Recent Topics

1 Jul 15, 2008 19:44    

My b2evolution Version: 1.10.x

Under my stats section I have 0 robots indexing the blog site. Granted, I only have one entry but I'm about to start blogging again soon and am wondering what could be causing this?

http://marunchak.co.uk/blog/

Google last indexed www.marunchak.co.uk in June yet nothing seems to be happening in my /blog directory.

Using 1.10

What gives?

3 Jul 15, 2008 20:58

If it's as simple as that I should be ok then. ;p

I'm not sure how the indexing works but it's as though it's ignored the blog directory completely.

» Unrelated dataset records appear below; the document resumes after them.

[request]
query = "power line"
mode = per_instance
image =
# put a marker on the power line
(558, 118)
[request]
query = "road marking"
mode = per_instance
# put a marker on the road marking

Edit: Hell, it even picked up a flash animation I forgot I ever made.
http://marunchak.co.uk/Steorn/Demo.swf

4 Jul 16, 2008 09:59

I just realised that I haven't been generating any static pages. Since the bots can't go into the database to retrieve content (thank god), does it make sense to assume that, without static pages, the bots wouldn't find anything?

5 Jul 16, 2008 10:06

No

I don't use static pages on my site and the evil googy bot has no problem indexing me.

Might be worth checking that you haven't banned them in your robots.txt

¥

*edit*
Just checked your home page, having it "refresh" to your blog url is probably what's killing your ability to be indexed.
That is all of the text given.